Common Misconceptions

  • "Backpropagation is a learning algorithm." It is a gradient computation algorithm. The learning algorithm is gradient descent (or Adam, etc.) that uses those gradients to update parameters.
  • "Backprop is biologically plausible." The brain almost certainly does not implement backpropagation. The requirement to propagate error signals backward through every layer, using the exact same weights as the forward pass, has no known biological mechanism.
  • "Gradients tell you the optimal parameter values." Gradients only indicate the local direction of improvement.

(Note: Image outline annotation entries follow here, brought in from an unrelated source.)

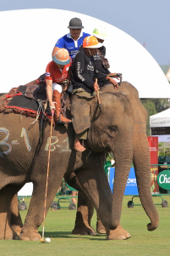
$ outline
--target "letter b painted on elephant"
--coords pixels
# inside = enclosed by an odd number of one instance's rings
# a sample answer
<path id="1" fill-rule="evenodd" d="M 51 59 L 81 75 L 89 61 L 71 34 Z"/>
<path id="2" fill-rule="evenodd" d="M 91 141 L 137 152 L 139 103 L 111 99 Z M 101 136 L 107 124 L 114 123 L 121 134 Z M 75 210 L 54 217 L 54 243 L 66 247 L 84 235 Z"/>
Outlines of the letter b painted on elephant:
<path id="1" fill-rule="evenodd" d="M 54 141 L 52 141 L 54 140 Z M 57 136 L 52 136 L 51 137 L 51 151 L 55 151 L 56 146 L 54 145 L 56 143 L 58 142 L 58 139 Z M 50 137 L 47 139 L 47 145 L 45 146 L 45 151 L 49 151 L 49 144 L 50 144 Z"/>

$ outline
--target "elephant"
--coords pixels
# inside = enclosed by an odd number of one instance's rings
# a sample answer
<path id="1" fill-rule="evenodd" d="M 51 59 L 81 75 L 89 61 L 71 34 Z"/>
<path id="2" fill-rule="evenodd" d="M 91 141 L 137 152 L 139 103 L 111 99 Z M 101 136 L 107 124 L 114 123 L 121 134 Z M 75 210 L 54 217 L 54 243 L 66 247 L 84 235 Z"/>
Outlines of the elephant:
<path id="1" fill-rule="evenodd" d="M 14 112 L 0 113 L 0 239 L 17 236 L 25 241 L 41 238 L 37 229 L 43 221 L 50 137 L 46 214 L 64 176 L 68 184 L 79 191 L 74 234 L 95 234 L 90 227 L 95 208 L 107 239 L 130 237 L 120 225 L 120 217 L 133 161 L 140 198 L 151 219 L 147 229 L 151 231 L 158 227 L 159 216 L 151 195 L 151 162 L 145 132 L 147 112 L 138 91 L 130 83 L 123 82 L 118 89 L 105 86 L 100 98 L 101 112 L 96 97 L 90 101 L 90 127 L 84 152 L 74 149 L 72 123 L 56 125 L 51 137 L 50 124 L 44 122 L 40 143 L 41 121 L 28 129 L 32 117 L 19 118 L 20 115 Z M 112 194 L 103 168 L 105 155 L 109 151 L 115 157 Z M 33 193 L 22 225 L 16 194 L 27 182 L 33 183 Z"/>

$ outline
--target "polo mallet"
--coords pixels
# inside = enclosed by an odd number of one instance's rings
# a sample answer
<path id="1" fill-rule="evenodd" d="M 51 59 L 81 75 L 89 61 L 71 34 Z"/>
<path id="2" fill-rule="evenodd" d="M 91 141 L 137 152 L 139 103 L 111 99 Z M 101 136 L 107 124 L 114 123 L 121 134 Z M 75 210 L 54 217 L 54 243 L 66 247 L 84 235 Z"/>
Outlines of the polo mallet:
<path id="1" fill-rule="evenodd" d="M 96 78 L 95 82 L 97 83 L 97 78 Z M 98 101 L 98 105 L 99 105 L 99 108 L 100 108 L 100 111 L 101 112 L 101 99 L 100 99 L 100 96 L 99 96 L 98 88 L 96 89 L 96 97 L 97 97 L 97 101 Z"/>
<path id="2" fill-rule="evenodd" d="M 51 152 L 51 140 L 52 140 L 52 122 L 53 122 L 54 111 L 52 111 L 52 119 L 51 119 L 51 128 L 50 128 L 50 139 L 49 139 L 49 148 L 48 148 L 48 162 L 47 162 L 47 179 L 46 179 L 46 193 L 44 199 L 44 218 L 42 223 L 42 239 L 41 239 L 41 242 L 45 242 L 44 241 L 44 226 L 45 226 L 45 219 L 46 219 L 46 203 L 47 197 L 47 188 L 48 188 L 48 177 L 49 177 L 49 168 L 50 168 L 50 152 Z"/>

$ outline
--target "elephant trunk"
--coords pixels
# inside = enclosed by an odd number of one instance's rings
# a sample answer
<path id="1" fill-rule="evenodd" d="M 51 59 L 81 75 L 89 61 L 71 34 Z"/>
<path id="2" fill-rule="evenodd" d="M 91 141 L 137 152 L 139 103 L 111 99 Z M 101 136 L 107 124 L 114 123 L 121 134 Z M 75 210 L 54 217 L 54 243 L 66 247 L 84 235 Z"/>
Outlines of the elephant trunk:
<path id="1" fill-rule="evenodd" d="M 120 222 L 123 193 L 132 164 L 132 141 L 127 132 L 126 136 L 119 136 L 115 144 L 115 176 L 112 198 L 112 222 L 109 229 L 114 230 Z"/>
<path id="2" fill-rule="evenodd" d="M 158 227 L 159 216 L 153 203 L 151 193 L 151 161 L 149 144 L 146 135 L 144 134 L 142 137 L 143 138 L 140 136 L 140 138 L 137 138 L 138 139 L 134 139 L 134 141 L 137 141 L 137 143 L 134 145 L 133 161 L 141 204 L 151 219 L 151 223 L 148 224 L 147 229 L 149 231 L 151 231 Z"/>

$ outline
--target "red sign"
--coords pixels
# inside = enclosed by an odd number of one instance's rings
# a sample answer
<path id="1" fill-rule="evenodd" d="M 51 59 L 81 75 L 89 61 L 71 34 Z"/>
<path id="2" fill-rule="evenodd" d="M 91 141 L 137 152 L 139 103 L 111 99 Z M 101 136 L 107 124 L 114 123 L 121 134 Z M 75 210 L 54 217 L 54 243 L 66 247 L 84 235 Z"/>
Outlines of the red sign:
<path id="1" fill-rule="evenodd" d="M 147 137 L 151 154 L 151 192 L 159 192 L 159 185 L 157 184 L 158 175 L 158 137 Z"/>

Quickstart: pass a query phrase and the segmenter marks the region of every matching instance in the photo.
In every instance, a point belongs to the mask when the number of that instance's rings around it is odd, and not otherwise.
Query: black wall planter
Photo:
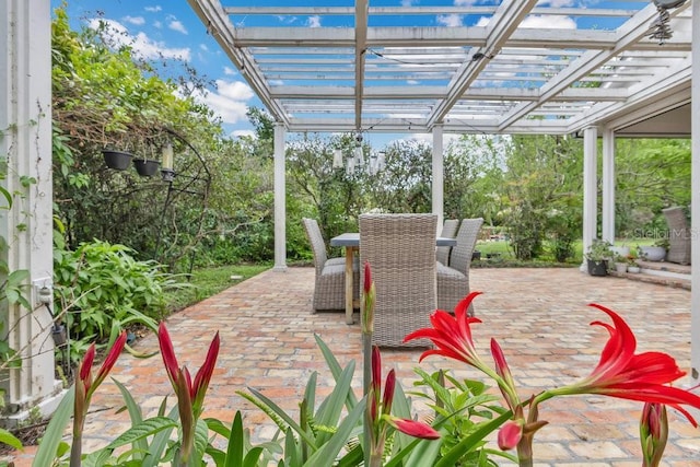
[[[588,261],[588,273],[591,276],[607,276],[608,275],[608,261],[595,261],[593,259],[587,259]]]
[[[131,159],[133,159],[133,154],[121,151],[102,151],[102,154],[105,156],[105,164],[107,167],[115,168],[117,171],[126,171],[129,168],[129,163]]]
[[[135,159],[133,166],[142,177],[152,177],[161,163],[151,159]]]

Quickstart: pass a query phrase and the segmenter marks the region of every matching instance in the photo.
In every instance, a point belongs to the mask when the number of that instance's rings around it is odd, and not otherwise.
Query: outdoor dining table
[[[456,238],[448,238],[439,236],[435,240],[435,246],[456,246]],[[330,238],[330,246],[340,246],[346,248],[346,323],[351,325],[352,311],[354,307],[354,301],[352,300],[352,264],[354,261],[354,254],[360,249],[360,233],[359,232],[346,232],[338,236]]]

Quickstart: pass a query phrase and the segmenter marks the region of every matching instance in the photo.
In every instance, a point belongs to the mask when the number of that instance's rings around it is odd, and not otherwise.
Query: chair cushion
[[[445,266],[440,261],[435,261],[438,266],[438,280],[452,279],[452,280],[464,280],[466,276],[459,272],[458,270],[451,268],[450,266]]]

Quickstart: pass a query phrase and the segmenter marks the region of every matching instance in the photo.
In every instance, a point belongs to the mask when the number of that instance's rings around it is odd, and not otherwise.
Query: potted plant
[[[638,246],[639,256],[645,261],[663,261],[666,258],[667,241],[661,240],[652,246]]]
[[[639,264],[637,262],[637,255],[631,253],[627,255],[627,272],[638,273],[640,271]]]
[[[103,149],[102,154],[105,157],[105,164],[107,167],[117,171],[126,171],[129,167],[133,154],[126,151],[117,151],[113,149]]]
[[[133,166],[142,177],[152,177],[161,163],[152,159],[135,159]]]
[[[622,255],[615,256],[615,271],[627,272],[627,256],[622,256]]]
[[[595,238],[588,246],[585,257],[591,276],[608,275],[608,260],[615,257],[610,249],[611,246],[610,242],[598,238]]]

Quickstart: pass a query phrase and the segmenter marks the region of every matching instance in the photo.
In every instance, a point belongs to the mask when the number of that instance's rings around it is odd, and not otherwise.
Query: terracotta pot
[[[124,151],[103,150],[102,154],[107,167],[116,171],[126,171],[129,167],[129,162],[133,159],[133,154]]]
[[[158,172],[158,166],[161,165],[160,162],[153,161],[151,159],[135,159],[133,166],[136,171],[142,177],[152,177]]]
[[[588,262],[588,273],[591,276],[607,276],[608,275],[608,261],[595,261],[593,259],[587,259]]]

They say nothing about the global optimum. Neural network loss landscapes are highly non-convex with many local minima and saddle points.
  • "All parameters receive equal gradient signal." In practice, different parts of the network receive very different gradient magnitudes, which is why adaptive optimizers like Adam are necessary.

Connections to Other Concepts

  • cross-entropy-loss.md: The function whose gradients backpropagation computes.
  • adam-optimizer.md: The algorithm that uses the computed gradients to update parameters.
  • gradient-clipping.md: Applied to gradients after backpropagation to prevent instability.
  • mixed-precision-training.md: Affects how gradients are computed and stored.
  • gradient-checkpointing.md: A memory optimization technique that modifies how backpropagation stores intermediate activations.
  • residual-connections.md: Architectural feature that directly improves gradient flow.

Further Reading

  • Rumelhart, D.E., Hinton, G.E., & Williams, R.J. (1986). "Learning representations by back-propagating errors" -- The seminal paper that popularized backpropagation for multi-layer networks.
  • Baydin, A.G., et al. (2018). "Automatic Differentiation in Machine Learning: a Survey" -- Comprehensive overview of the automatic differentiation frameworks that implement backpropagation in modern deep learning.
  • Griewank, A. & Walther, A. (2008). Evaluating Derivatives: Principles and Techniques of Algorithmic Differentiation -- The definitive reference on the mathematics and algorithms underlying automatic differentiation.